Keeping your spirits high between vagabonding journeys

One of the most counterintuitive challenges of vagabonding is the inevitable return home. Indeed, as nice as it can be to trade in your passport and backpack for a familiar bed, hot showers and a fast internet connection, the transition to a settled life can be, well, unsettling. I dedicate an entire chapter of Vagabonding to the “re-entry” process, and recently veteran vagabonder Newley Purnell chimed in with some “coming home” strategies in Transitions Abroad.

In his article, entitled Beat the At-Home Blues, Purnell talks about the vague depression he felt after returning from a two-year stint teaching English in Ecuador and Taiwan. “It wasn’t simply that I missed living abroad,” he writes. “On a deeper level, I felt that my time outside the country had changed me in a fundamental way, and that I was now caught between my travel-centric lifestyle and my old life rooted in America.”

Newley suggests following tips for “beating the at-home blues”:

1. Start planning your next trip.

2. Surround yourself with international influences.

3. Seek out adventures close to home.

4. Draw on the skills that helped you adjust when you were abroad.

5. Be positive and don’t romanticize.

“In the end,” he writes, “it may help to think of the at-home blues as the price one pays for enjoying a lifestyle rich in travel. When you focus on the moment when you will finally embark on your next trip, when freedom and the unknown are once again made palpable, a simple downturn in spirits will seem all the more conquerable.”

Purnell’s full article can be found online here.

Posted by | Comments (1)  | November 18, 2005
Category: Travel News

One Response to “Keeping your spirits high between vagabonding journeys”

  1. Andrea Anko Says:

    I loved Purnell’s excellent artice. It is very timely, because I am experiencing some of the at-home blues right now.

    One of my problems is that now that I am back home, I have fallen back into my shy and somewhat withdrawn ways. I intend to combat that by taking Purnell’s advice. One of his suggestions, to draw on skills that helped you adjust when you were abroad, is a good start. While I was away, I decided to take the attitude, that every new place I went, whether a pub or a hostel or even a ride in a cab would be a place filled with people who were all my new friends–I just hadn’t met them yet. Not only did that attitude help me break through what would have been crippling shyness, but it made my experience so rich–because it really worked! I made myself open up and talk to people I otherwise would not have, and lo and behold–they became new friends!

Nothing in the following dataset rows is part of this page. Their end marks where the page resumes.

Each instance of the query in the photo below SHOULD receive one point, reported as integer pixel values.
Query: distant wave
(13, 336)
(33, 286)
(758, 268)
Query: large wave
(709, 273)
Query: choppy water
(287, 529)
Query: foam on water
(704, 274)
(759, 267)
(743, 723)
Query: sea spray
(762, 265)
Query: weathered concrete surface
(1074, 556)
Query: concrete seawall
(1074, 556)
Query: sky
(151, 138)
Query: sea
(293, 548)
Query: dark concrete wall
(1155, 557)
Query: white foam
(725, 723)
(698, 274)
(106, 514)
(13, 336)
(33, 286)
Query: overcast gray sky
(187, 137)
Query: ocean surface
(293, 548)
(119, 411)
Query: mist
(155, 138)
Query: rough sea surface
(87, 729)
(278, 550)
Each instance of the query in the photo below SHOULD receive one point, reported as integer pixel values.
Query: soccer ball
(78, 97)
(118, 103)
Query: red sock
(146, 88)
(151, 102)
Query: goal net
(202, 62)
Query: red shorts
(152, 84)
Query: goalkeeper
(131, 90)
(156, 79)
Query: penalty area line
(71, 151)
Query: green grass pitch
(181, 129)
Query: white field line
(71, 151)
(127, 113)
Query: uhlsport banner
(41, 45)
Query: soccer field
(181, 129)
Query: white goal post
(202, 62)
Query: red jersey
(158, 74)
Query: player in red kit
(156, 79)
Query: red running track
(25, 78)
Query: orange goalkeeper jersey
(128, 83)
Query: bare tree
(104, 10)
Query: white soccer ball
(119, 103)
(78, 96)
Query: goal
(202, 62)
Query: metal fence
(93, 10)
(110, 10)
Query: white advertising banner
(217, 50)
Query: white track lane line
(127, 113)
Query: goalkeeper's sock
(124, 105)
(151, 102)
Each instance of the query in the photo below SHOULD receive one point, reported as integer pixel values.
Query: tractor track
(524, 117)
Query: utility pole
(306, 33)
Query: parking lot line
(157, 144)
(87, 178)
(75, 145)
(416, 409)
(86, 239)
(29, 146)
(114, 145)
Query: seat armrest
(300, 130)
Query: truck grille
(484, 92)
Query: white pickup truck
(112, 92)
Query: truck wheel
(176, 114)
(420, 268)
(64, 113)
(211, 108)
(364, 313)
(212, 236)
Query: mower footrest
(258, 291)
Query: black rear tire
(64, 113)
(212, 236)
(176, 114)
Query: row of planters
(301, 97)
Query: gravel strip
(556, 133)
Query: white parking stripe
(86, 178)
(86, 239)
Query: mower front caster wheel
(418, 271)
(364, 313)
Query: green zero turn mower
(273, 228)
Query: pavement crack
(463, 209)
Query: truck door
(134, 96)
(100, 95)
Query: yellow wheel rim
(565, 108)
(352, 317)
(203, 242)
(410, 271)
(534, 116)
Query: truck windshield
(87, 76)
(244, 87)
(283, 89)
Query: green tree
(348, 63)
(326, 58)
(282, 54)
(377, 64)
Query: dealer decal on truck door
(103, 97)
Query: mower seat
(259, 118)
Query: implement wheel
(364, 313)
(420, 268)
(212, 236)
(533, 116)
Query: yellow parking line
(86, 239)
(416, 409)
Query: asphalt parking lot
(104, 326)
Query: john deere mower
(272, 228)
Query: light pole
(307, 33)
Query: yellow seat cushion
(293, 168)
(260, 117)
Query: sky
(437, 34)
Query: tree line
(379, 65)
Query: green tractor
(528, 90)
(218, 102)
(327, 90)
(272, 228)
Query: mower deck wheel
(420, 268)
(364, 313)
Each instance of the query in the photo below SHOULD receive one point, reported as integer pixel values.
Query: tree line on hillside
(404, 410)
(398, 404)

    Another suggestion of Purnell’s was to surround yourself with international influences and other travellers. Luckily I work with a young and adventurous group of people, many of whom have and intend to travel. Also, here in Philadelphia it is very easy to surround myself and participate in the culture and music of Ireland. I am going to continue to push past my shyness and go out to the pubs more than I have been for listening and playing the music. If I could play in a pub session in Ennis or Doolin with no fear, I surely should be able to do it here at home!

    All of this and Purnell’s other suggestions will help get me excited and thinking positively about my next adventure to Ireland and beyond!